NZ Pure Blue behind Ashburton water sale deal
The company involved with purchasing the right to extract 40 billion litres of pure, artesian water in Ashburton is NZ Pure Blue.
Stuff understands NZ Pure Blue, which is owned by a brokerage firm, is involved in the purchase of Lot 9 in the Ashburton Business Estate for an undisclosed sum. It comes with a valuable resource consent that allows abstraction of water from aquifers beneath the town.
NZ Pure Blue, incorporated in July last year, is directed by Christchurch developer John Paynter and Roydon Hartnett, from Auckland.

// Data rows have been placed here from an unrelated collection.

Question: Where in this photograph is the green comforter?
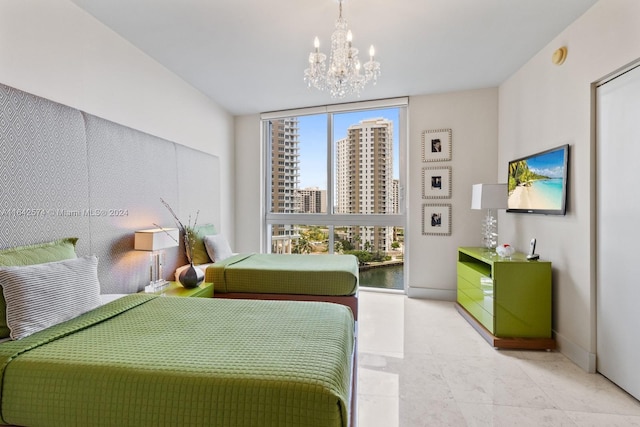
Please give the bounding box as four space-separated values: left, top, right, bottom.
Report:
0 295 354 427
210 254 358 296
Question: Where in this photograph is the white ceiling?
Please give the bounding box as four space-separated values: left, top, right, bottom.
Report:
72 0 597 115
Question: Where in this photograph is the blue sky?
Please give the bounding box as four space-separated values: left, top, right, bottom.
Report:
527 149 564 178
298 108 399 189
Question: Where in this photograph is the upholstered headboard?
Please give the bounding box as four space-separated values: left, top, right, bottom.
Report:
0 84 220 293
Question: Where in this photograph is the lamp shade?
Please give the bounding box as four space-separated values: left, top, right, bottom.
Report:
133 228 180 251
471 184 507 209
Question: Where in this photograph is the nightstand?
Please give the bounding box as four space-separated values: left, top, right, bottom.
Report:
141 282 213 298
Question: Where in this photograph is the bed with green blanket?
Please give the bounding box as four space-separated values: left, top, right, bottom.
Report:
205 253 359 318
0 294 354 427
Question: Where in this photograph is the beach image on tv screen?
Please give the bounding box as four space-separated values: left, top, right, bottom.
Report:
508 149 565 210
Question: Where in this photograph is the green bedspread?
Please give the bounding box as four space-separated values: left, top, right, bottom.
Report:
210 254 358 296
0 295 354 427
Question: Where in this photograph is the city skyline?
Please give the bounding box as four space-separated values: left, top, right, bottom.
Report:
298 108 400 190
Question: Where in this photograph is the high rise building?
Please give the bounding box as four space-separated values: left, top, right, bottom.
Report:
271 117 300 253
296 187 327 213
336 118 395 252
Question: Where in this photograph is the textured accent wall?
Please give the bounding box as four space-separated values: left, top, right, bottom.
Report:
0 84 220 293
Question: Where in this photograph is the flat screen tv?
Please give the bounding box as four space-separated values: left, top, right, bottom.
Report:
507 144 569 215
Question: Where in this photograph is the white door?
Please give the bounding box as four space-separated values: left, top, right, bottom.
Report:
596 63 640 399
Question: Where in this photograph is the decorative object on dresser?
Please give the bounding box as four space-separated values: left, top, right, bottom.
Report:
456 247 556 350
140 282 213 298
133 227 179 292
160 198 204 289
471 184 507 252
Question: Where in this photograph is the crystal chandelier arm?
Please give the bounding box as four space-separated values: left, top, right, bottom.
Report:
304 0 380 98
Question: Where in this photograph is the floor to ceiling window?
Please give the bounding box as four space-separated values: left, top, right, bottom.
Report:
263 98 407 289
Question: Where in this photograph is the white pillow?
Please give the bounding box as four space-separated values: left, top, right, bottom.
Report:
0 256 100 340
204 233 233 262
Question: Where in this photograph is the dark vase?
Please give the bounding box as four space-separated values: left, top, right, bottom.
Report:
178 264 204 289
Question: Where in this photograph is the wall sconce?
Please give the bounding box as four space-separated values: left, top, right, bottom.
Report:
134 228 180 292
471 184 507 252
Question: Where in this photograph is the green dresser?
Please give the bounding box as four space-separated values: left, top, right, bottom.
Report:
457 247 555 349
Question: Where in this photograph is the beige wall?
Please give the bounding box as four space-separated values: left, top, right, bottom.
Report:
406 88 498 301
498 0 640 371
0 0 234 240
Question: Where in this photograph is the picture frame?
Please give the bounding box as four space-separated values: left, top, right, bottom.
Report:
422 129 451 162
422 203 451 236
422 166 451 199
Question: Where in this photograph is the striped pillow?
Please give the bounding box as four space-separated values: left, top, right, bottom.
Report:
0 256 100 340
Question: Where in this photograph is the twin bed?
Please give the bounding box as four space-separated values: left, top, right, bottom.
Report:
0 241 357 427
204 253 359 320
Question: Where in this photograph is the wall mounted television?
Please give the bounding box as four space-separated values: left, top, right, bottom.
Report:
507 144 569 215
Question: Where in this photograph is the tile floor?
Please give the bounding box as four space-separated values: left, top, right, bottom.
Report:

The company is owned by Walker Davey Limited, which is a business advisory firm.
The Ashburton District Council has refused to publicise information about the deal.
Both Paynter and Hartnett refused to comment when contacted by Stuff on Monday.
When asked about the deal with NZ Pure Blue, Ashburton Mayor Angus McKay said negotiations were ongoing.
"We are not commenting because negotiations haven't finished.
"We haven't been paid for the section of land."
McKay said he would not comment further on the deal until they had finalised the deal.
The sealed process follows a failed deal several years ago, in which the council tried to sell Lot 9 and its valuable water abstraction consent to a Chinese buyer.
The new deal allows the holder to take 45 litres of water a second, and expires in 2046, meaning the buyer will gain access to more than 40 billion litres of Ashburton's pure water.
The proposal has outraged some residents, who say water is desperately needed locally.
District councillor Ken Cutforth broke ranks and said the council should think twice about the sale because people will not "be thanking us in 30 years time . . . for allowing people to almost suck water out with impunity".
Green Party water spokeswoman Catherine Delahunty said the council's deal was "outrageous" and she was concerned regardless of which company was involved.
"It doesn't really change our concerns at all that they are a Christchurch company because they are still taking that water and proposing to export it without any proper process for the Ashburton community.
"They are allowed to do that because [Environment Canterbury] and Ashburton District Council are not making sure that people are given a democratic say over this. It's still a major concern whoever owns the company that water is being taken and it's basically going offshore without the community having a say so our concerns remain."
Jen Branje, the Ashburton resident who has led opposition to the deal, said knowing the company's name did not clarify who would be extracting Ashburton's water and where it would go.
"It's worse that a New Zealand company's involved, because it's Cantabrians selling out Canterbury," she said.
"I don't think it is what it appears to be. But the issue for me has always been about the water, regardless of who the buyer was."
Environment Canterbury consents planning manager Tania Harris said the consent, which was approved in 2011, required the Ashburton council to "recharge" the groundwater aquifers, in this case using water from a water race.
Under the dual-consent arrangement, 60 litres per second of water would go into the groundwater aquifer to "offset" the taking of 45 litres per second, she said.
"To put the amount in perspective, 45 litres per second would efficiently irrigate a 90ha dairy farm with about 325 cows. The average farm size in Ashburton has about 891 cows," she said.